После завтрака к нам снова зашла сборщица и заявила, что перед отправкой во Фрегию даст нам новые имена. Она гордо расхаживала в сопровождении мужчин в незнакомой темно-зеленой форме с черными нашивками. Фрегийцы. Оливковая кожа, густые темные волосы, острые подбородки. Мы, рьянцы, совсем другие. Со смесью страха и любопытства наблюдала за новыми конвоирами, гадая, солдаты они или офицеры. Меня смущали нашивки. Такие полагались командирам, но почему-то сделаны не серебряной нитью. Жаль, рядом нет тети Нэт, она бы рассказала. Я никогда фрегийцев не видела: после установления своих порядков они удалились в гарнизоны.

– Симпатичные девушки, – внезапно подал голос один из чужаков и остановился против меня. – Чья она?

Сердце пропустило удар и упало в желудок. Убеждала себя, что сборщица не отдаст, что до Храма наслаждений мы должны добраться в целости и сохранности, и дрожала. Вдруг я признана негодной для рынка, вдруг меня определили в низшие и сразу отдадут фрегийцу? Он смотрел пристально, с масленой улыбкой раздевал взглядом – отвратительное ощущение! Чтобы хоть как-то отгородиться от него, отвернулась, прижала колени к груди.

– Ничья, – флегматично отозвалась сборщица. – Отныне у нее нет ни матери, ни отца, но и владельцем пока она не обзавелась.

– Так отдай ее мне.

Вот оно! Мужчина дернулся, будто прямо сейчас собирался забрать добычу, но ладонь женщины в алом удержала его на месте.

– Повторяю, она ничья, – чуть повысила голос сборщица. – Займись делом, а не пускай слюни. Девочка наверняка попадет на торги, у тебя денег не хватит выкупить. А узнаю, что испортил товар, отрежу ненужное. Я в своем праве, ты закон помнишь.

– Помню, – раздосадовано пробормотал фрегиец и неохотно отступил.

Я мысленно выдохнула и порадовалась неведомому закону. Однако мужчину надлежало опасаться. Он наверняка затаил злобу, выместит ее на мне, а не на сборщице.

– Вот и имя тебе найдено. Эй, – женщина в алом щелкнула пальцами возле моего лица, – слышишь?

Вынырнув из безрадостных дум, подняла голову и вопросительно уставилась на нее. Сборщица широко улыбалась, хотя глаза ее оставались холоднее льда. Покушавшийся на меня мужчина отошел в тень, рядом стоял другой, столь же безучастный, как и женщина, которую он охранял.

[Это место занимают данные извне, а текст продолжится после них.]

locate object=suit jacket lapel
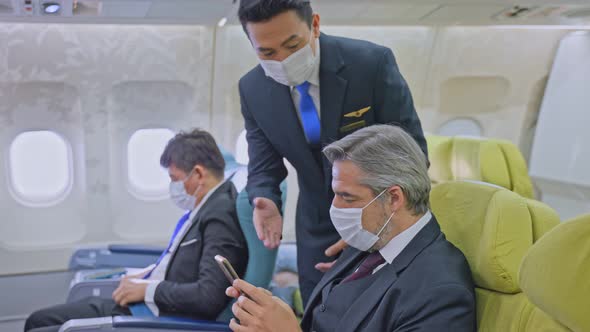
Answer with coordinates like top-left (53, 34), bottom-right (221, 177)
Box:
top-left (335, 264), bottom-right (397, 331)
top-left (336, 216), bottom-right (441, 331)
top-left (166, 179), bottom-right (233, 277)
top-left (304, 248), bottom-right (363, 319)
top-left (320, 34), bottom-right (348, 144)
top-left (320, 34), bottom-right (348, 188)
top-left (264, 78), bottom-right (322, 178)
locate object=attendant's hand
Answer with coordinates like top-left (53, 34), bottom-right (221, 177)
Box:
top-left (225, 279), bottom-right (301, 332)
top-left (113, 277), bottom-right (148, 307)
top-left (254, 197), bottom-right (283, 249)
top-left (315, 240), bottom-right (348, 273)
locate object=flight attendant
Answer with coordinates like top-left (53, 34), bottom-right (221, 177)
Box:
top-left (238, 0), bottom-right (427, 303)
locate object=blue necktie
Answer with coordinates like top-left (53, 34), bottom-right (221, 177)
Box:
top-left (143, 211), bottom-right (191, 279)
top-left (297, 81), bottom-right (321, 145)
top-left (129, 211), bottom-right (191, 317)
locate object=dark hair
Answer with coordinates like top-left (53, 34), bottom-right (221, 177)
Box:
top-left (238, 0), bottom-right (313, 34)
top-left (160, 129), bottom-right (225, 178)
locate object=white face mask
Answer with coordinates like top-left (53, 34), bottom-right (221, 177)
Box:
top-left (169, 170), bottom-right (201, 210)
top-left (330, 189), bottom-right (394, 251)
top-left (260, 31), bottom-right (320, 86)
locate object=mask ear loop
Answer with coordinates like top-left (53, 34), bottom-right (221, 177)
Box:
top-left (182, 168), bottom-right (202, 197)
top-left (363, 188), bottom-right (387, 210)
top-left (376, 211), bottom-right (395, 237)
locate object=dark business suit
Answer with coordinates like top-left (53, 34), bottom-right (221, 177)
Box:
top-left (25, 181), bottom-right (248, 331)
top-left (239, 34), bottom-right (427, 301)
top-left (302, 217), bottom-right (476, 332)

– Я сказала, что имя тебе найдено, – Ничья.

– Ничья…

Несколько раз повторила слово, которое не походило даже не прозвище. Разве можно дать такое человеку? Подумала и осеклась. Ты не человек, Джанет, ты именно Ничья.

– Одной меньше, – с облегчением пробормотала сборщица и посетовала: – Сколько мороки с вами! Сначала выбери, потом довези, теперь еще имена. Всякий раз мучаюсь.

То есть она не в первый раз? Но тетя Нэт говорила… Усмехнулась собственной наивности. Тетя Нэт всегда казалась мне авторитетом, этаким патриархом, но что она знает о Фрегии? Не откровенничала же с ней сборщица, когда забраковала на единственном отборе, в котором участвовала тетушка? Из империи никто не возвращался, мы довольствовались слухами. Выходит, люди врали, никакая сборщица не жертва, спасающая свою жизнь, а обычная торговка. Некогда она служила в храме, не на низшей должности, разумеется, заручилась определенным доверием и теперь подвязалась за деньги поставлять девушек. Остальное… Сказка.

– Ладно, продолжим. – Сборщица отошла от меня и направилась к миниатюрной зеленоглазке. – С тобой все просто: Куколка. Рядом сидит Колючка. Ты, так и быть, Фиалка.

Женщина в алом по очереди указывала пальцем на притихших девочек и давала им имена. Чаще они отражали характер, иногда цвет волос, например, Черненькая, временами и вовсе бывали обидными: Попка, Ножны. Последнее особенно рассмешило фрегийцев. Они весело переглядывались и свистели. Получившая сомнительное имя девушка покраснела. Выходит, прозвище неприличное. Досталось оно одной из тех, кто пытался поднять руку на сборщицу. Девушка, которую сборщица лично привела в фургон, стала Подарком.

– Ну вот, – раздав новые прозвища, удовлетворенно кивнула женщина, – теперь с прошлым покончено. Услышу старые имена, накажу. А чтобы не забыли, кто есть кто, вам выдадут таблички. Терять их строго запрещается, даже якобы случайно.

Отлично придумано: теперь не удастся избежать ответственности за любой проступок. Тех же брюнеток много, а так взглянет солдат и доложит кличку. Мерзкие они, как у собак. Покосилась на фрегийцев и задумалась, обрадовались бы они, получив такие имена. Ишь, стоят довольные, посматривают свысока. Ничего, придет день, и Рьян встанет с колен.